Изменить стиль страницы

Я жадно впитывал солнечные лучи, словно заезжий турист, который пытается за один час приобрести великолепный бронзовый загар. Потом не стыдно будет показаться дома, Адела и дети обрадуются, а коллеги и сеньор Вальдеавельяно, конечно, вообразят, будто я прокатился в горы и на лице моем — следы прогулок под шквальным ветром и под безжалостным высокогорным солнцем.

Но капризы погоды непредсказуемы: внезапно набежало маленькое круглое облачко. Похоже, оно решило всегда быть рядом с небесным светилом, чтобы то понапрасну не тратило тепло и ультрафиолет на писателей из Вальновы.

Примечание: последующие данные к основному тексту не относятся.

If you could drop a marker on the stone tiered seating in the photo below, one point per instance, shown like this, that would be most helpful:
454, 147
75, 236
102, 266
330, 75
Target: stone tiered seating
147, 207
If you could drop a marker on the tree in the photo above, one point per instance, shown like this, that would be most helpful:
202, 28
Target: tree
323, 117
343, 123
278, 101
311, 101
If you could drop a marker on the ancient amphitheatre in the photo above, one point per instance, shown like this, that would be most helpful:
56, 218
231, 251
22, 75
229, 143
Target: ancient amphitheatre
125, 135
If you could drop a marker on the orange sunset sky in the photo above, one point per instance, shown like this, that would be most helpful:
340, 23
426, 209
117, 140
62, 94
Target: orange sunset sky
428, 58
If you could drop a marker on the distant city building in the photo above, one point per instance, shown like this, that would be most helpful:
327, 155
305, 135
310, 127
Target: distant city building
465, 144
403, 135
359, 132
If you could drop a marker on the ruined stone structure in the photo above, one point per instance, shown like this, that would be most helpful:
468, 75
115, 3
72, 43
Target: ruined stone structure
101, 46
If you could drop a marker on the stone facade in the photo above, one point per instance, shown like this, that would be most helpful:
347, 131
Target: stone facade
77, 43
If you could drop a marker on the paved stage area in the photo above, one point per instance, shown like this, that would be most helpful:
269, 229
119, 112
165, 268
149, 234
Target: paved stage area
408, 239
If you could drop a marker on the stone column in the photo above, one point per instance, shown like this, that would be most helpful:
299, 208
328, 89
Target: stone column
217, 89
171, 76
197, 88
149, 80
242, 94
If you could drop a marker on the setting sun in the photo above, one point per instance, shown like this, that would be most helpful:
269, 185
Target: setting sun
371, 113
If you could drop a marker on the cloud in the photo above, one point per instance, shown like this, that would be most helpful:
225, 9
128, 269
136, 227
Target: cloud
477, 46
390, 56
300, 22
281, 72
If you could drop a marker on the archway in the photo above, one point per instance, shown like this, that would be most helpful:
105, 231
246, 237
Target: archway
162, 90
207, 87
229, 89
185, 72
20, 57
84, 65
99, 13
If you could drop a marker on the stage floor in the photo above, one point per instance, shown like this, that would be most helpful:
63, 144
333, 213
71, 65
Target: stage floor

Но, едва скрылось солнце, я сразу почувствовал, как с севера тянет предательский ветерок. В то же время светлые облачка (на вид совершенно безобидные) начали собираться тут и там. Я вернулся в дом и снова поставил на плиту кофейник (следуя указаниям погоды). Неожиданно вспомнился тот воскресный вечер, когда домашние устроили мне «головомойку». В понедельник, сидя в своем рабочем кабинете, я подумал: «Все это пустые фантазии, мне нужен вовсе не отпуск, не книга, не муки творчества, просто пора наконец стать взрослым человеком — возраст для этого вполне подходящий, — снять черные очки, оглянуться вокруг, понять, что со мной, в общем-то, все в порядке, оставить капризы и позабыть о пустых обидах».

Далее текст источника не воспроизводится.